Hybrid Children

surfer am polarkreis

14.01.1996, 10:38, Text: Autor unbekannt

Nicht erst seitdem WALTARI mit ihrem überdreht positiven Stilmischmasch die Gehirnwindungen durcheinanderwirbeln, sollte klar sein, daß Finnland eine Brutstätte für musikalisch ernstzunehmende Bands ist, gleichzeitig aber auch, daß die Nordlichter ein ungemein fröhliches Völkchen sein müssen. Gerade um den nördlichen Polarkreis scheinen Einöde und Tristesse trotz permanenter Gegenwart Fremdwörter zu sein. Spaß ist angesagt, vor allem wohl daraus resultierend, daß man sich selbst nicht ganz so ernst nimmt.
Von einer gewöhnlichen Band kann deshalb im Falle der HYBRID CHILDREN auch nicht die Rede sein. Ungewöhnlich für eine \"Surf-Punk-Combo\" scheint mir allein schon das Auftreten des Quartetts.

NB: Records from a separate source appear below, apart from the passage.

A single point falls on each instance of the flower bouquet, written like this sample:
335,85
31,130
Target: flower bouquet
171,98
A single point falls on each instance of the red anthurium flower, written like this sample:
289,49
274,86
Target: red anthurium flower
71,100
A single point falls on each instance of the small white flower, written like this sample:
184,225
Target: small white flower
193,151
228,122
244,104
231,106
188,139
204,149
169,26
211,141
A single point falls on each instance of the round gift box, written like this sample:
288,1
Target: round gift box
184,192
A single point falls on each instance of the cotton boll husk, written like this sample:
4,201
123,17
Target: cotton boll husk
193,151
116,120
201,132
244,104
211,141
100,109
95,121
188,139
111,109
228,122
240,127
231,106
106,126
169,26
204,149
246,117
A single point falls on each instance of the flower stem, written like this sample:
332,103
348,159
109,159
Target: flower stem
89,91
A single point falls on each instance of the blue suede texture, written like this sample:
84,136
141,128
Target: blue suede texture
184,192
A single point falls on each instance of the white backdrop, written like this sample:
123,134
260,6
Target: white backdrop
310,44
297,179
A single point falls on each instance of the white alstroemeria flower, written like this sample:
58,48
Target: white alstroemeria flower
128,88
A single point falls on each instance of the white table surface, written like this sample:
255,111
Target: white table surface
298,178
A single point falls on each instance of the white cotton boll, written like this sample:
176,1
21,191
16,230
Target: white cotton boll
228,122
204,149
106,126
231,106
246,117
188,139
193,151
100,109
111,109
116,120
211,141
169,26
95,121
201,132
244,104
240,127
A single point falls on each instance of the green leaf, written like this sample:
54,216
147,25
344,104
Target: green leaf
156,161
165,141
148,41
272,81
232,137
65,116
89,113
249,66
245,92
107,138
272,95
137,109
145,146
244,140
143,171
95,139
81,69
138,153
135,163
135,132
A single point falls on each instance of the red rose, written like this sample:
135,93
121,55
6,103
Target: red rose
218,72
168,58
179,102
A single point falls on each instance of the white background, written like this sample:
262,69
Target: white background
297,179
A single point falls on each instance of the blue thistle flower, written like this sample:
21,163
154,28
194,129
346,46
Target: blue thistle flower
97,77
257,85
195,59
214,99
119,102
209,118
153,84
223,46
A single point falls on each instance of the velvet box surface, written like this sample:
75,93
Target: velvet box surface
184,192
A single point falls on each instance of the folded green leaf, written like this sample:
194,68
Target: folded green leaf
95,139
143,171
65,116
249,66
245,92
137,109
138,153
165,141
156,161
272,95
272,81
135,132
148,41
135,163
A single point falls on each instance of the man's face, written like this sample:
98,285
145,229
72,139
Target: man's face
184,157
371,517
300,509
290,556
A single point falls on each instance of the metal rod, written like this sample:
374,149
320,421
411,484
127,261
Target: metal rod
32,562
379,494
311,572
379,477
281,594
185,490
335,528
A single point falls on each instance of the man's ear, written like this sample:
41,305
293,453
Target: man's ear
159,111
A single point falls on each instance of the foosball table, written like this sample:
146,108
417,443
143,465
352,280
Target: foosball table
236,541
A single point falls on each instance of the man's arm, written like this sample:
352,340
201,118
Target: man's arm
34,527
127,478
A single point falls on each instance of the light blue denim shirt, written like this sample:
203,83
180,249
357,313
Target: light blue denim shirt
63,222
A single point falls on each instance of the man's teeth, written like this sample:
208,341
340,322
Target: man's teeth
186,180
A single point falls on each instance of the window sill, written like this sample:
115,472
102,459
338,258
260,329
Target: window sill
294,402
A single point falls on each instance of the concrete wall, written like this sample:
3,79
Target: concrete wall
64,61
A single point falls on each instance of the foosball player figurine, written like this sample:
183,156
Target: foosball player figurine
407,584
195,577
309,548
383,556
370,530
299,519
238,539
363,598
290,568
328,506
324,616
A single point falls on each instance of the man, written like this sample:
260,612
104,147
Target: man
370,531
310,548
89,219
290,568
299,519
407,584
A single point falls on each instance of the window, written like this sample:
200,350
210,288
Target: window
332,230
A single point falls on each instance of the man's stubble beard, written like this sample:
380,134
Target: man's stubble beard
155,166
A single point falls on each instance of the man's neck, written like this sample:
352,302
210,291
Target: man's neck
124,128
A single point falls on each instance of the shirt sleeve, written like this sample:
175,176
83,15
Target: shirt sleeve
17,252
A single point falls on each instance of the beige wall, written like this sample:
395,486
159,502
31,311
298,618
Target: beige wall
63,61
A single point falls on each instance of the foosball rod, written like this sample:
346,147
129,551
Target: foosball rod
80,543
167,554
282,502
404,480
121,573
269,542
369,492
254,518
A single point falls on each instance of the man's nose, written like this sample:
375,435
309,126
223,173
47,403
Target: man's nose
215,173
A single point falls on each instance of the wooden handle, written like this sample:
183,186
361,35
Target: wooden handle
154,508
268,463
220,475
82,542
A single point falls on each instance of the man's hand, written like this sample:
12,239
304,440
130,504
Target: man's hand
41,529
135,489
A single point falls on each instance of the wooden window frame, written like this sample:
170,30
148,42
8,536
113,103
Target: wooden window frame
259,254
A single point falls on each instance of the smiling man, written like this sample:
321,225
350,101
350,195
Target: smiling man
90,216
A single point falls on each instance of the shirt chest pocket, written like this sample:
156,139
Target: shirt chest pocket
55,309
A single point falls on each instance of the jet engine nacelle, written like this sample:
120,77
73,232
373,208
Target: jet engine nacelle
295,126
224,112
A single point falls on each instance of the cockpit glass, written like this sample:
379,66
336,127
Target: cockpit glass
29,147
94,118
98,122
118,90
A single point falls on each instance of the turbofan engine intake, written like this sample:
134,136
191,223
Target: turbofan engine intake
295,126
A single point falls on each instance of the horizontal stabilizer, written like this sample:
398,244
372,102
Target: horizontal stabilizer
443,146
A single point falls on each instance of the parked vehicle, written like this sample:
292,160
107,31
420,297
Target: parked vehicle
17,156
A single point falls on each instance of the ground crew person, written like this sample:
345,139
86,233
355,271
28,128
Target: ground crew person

Nicht klischeegerecht gebügelte Kurzhaarschnitte, sondern lange Matten, weit über die Schulterblätter hinaus, bestimmen mit Ausnahme von Schlagzeuger Kelly das Erscheinungsbild. Die Winter in Skandinavien sind hart und vor allem ausdauernd, augenscheinlich muß man etwas zum Schutze der Ohren tun. Sänger und Gitarrist Jasse klärte mich über die wahren Gründe der Haarpracht auf: \"Ursprünglich wollten wir irgendetwas in Richtung Thrash- und Speedmetal machen. Zu unserem Leidwesen mußten wir aber feststellen, daß wir einfach nicht schnell genug spielen können, um dieser Art Musik zu frönen, deshalb haben wir auf Punkrock umgesattelt.\"
Im ersten Moment scheint der Sprung zwar etwas abnorm, führt man sich aber die melodiösen, zuweilen hymnenhaften Kompositionen ihres Erstlings \"Honeymoon In Babylon\" zu Gemüte, wird man von der Berechtigung dieses Schrittes überzeugt. Daß der Band dabei das Gebot der Stunde zugute kommt, auf einer Welle der Sympathie mitzuschwimmen, die diesem Musikgenre derzeit zuteil wird, ist laut eigener Aussage ein überaus positiver Nebeneffekt. Als Trittbettfahrer auf den Wagons der GREEN DAYs dieser Tage sieht man sich aber dennoch nicht, denn schließlich existiert die Band in dieser Form schon seit 1991. Darüber hinaus wird sie den vorgegebenen Standards mehr als gerecht.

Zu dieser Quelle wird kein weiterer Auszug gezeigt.